Monday, March 17, 2014

The Workbench Network

(This is markuped, but otherwise exact, copy of the feature tracker issue item that you might know from sf.net.)

The Workbench Network

It would offer a lot of opportunities to be able to easily instantiate workbenches in a VM or the cloud. The benefits range from having a clearly visible and understandable security barrier to having a fully laid out cloud-workplace for newcomers to explore. A cloud-workspace would also be useful in an educational setting or collaboration in areas other than software development. Seeing the global resources as nodes that can be synced or read-only replicated to other systems supports this interesting perspective.

I'd like to paint a coarse picture of how a workbench network could look like. The tool possibilities this enables are vast, and I'll only scratch the surface of that topic.

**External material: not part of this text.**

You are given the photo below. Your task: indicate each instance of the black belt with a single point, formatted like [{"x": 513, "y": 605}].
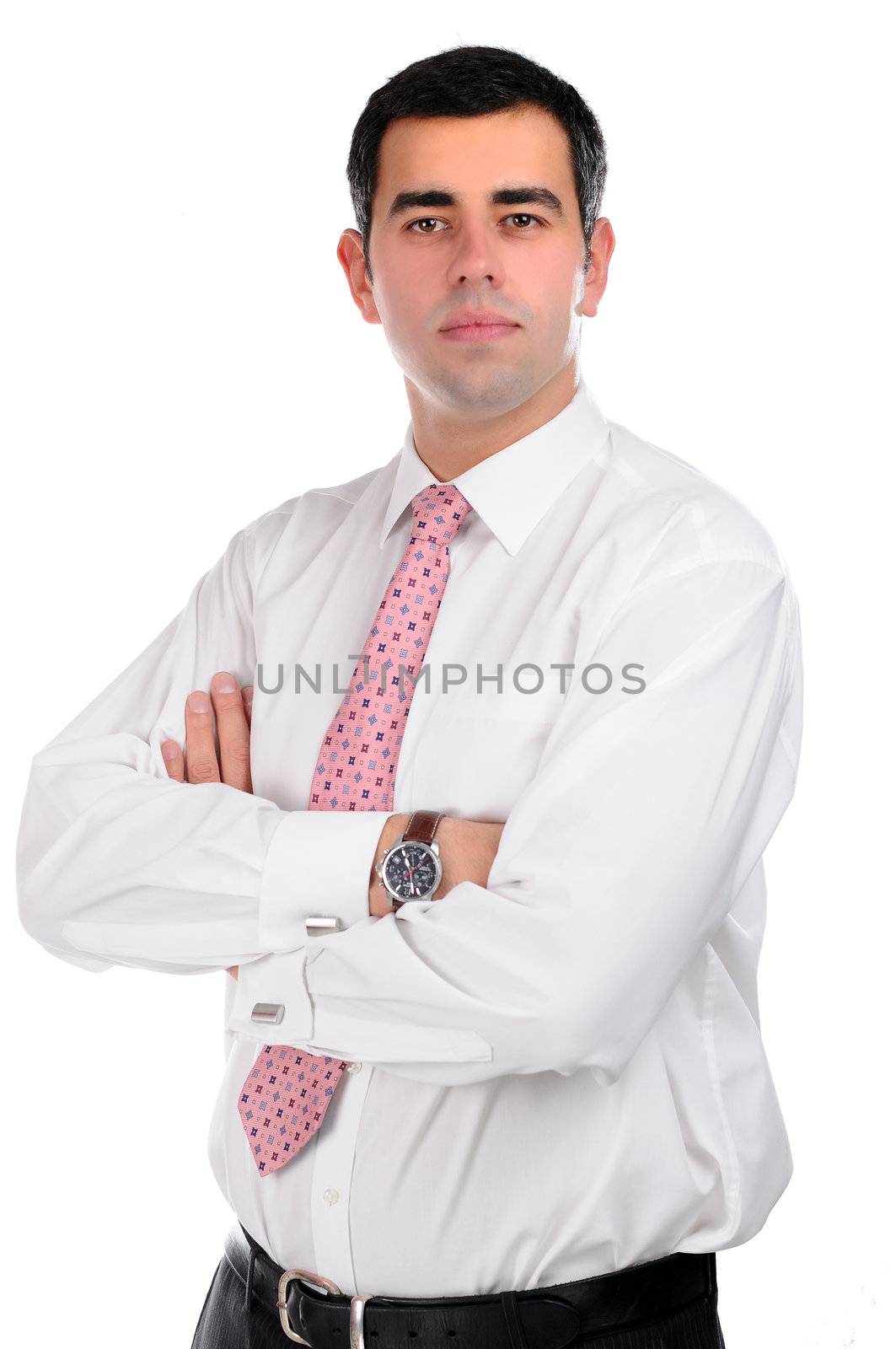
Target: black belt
[{"x": 314, "y": 1312}]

But first a name change. I will refer to Workbench Bots what was previously known as Workbench Slaves. I've created a Wiki page (Glossary) for naming ideas and discussions to keep that out of the drafting process.

The Workshop Node

The global resources belong to a WorkShop Node (WSN). This is your personal work-hub, the nerve center for all your workbenches. The resources managed by the WSN could be roughly separated into three categories: Configuration & Data, Tools, and Active Parts.

Configuration & Data

This is subject to syncing and/or replication. Configuration is a core responsibility of the workbench application and what facilities will be provided can certainly fill a separate topic.

Tools

Global tool usage could simply be recorded and synced with other data. Instead of syncing the tool fleet on every node, it would be possible to browse the tools used on other nodes in a general tool installation dialog.

Active Parts

Although all of the WSN would reside in a single location, and would therefore be switchable, you will certainly want to use just one (no configuration duplication). The configuration for active parts (start/stop workbenches, notification handling, cron-jobs, etc) could be arranged in profiles that itself could be started and stopped. This would also allow you to switch, for example, between private and work profiles.

Drones

The master record of your WSN could be somewhere online which would allow you to fully sync the WSN to multiple devices without much hassle. In addition to the WSN, it would be possible to have parts of the WSN be read-only instantiated on Drone nodes. These nodes can be on VMs or in the cloud and would offer the mentioned easy to understand security container where only notifications are routed back to your WSN. No automatic syncing of other resources would take place. Note that these nodes are usually accessible from a device where you have a fully capable WSN running -- in another browser window or on the host of the VM. These drones are container nodes where you want to do actual work, but where the global resources are injected from your full WSN.

Drones could be managed with profiles that describe what tools to install initially, what parts of the configuration to push, and which notifications will be forwarded to the WSN. A special VM image could be kept up to date. When you want to explore a project that you cannot fully trust, the image could be cloned for that purpose.

The WSN would know what drones and workbenches are available and could display status info about them.

Your tool fleet might include patched tools or extensions for tools managed with a workbench (e.g. a patched Vim or a workbench of Vim-Vundles (Vim extensions distributed through git)). To have those tools available on a Drone, it would be possible to push Workbench Bots there (remember: lightweight, raw workbenches that are completely independent and also used for automated tasks and deployment pipelines)

Cloud Workplaces

Projects could prepare a cloud workplace with web-based tools (or configuration for tool-categories with default tool selection). Users could explore the project without even having the workbench application installed locally. On the other hand, workbench application users could use the WSN to push their tool-configuration to that cloud workplace, manage credentials, and receive notifications (e.g. a review status change could be routed through the cloud workbench back to your WSN)

The WSN is not a workbench

It has different and a lot less responsibilities. However, it would certainly be advantageous to have some facilities like the navigation parts and k-loc managers (VCS/sync control of known locations) of the workbench there too. So it probably is a special, stripped down workbench. The default would be to not version-control any parts of the WSN and the online storage that is used to sync the WSN could do incremental backups, for example. Advanced users could gradually put k-locs under version control.

More on security

The WSN will probably manage credentials too. After all, you would want to be able to instantiate multiple workbenches of the same project. You would not want your whole workbench live to fall into the wrong hands. So, maybe further means of compartmentalization can be incorporated. For example, a credentials archive for projects the user is not currently actively involved in.

The devices the WSNs are on can provide additional means of security to shield against unauthorized access (locking, encryption). In addition to that, a mobile device could be a notification receiver without accessing the WSN.

How fine grained the permissions/capabilities of Drones have to be remains to be seen. Viewing drones as accessible from a device with a full WSN and having notification receivers separate from that will cover a lot. The possibility of fine-grained permissions can be another guiding principle for structuring the layout of the WSN.

Conclusion

So, what I'm saying is that the global node can be organized as well. That again offers a lot of opportunities in the tool space.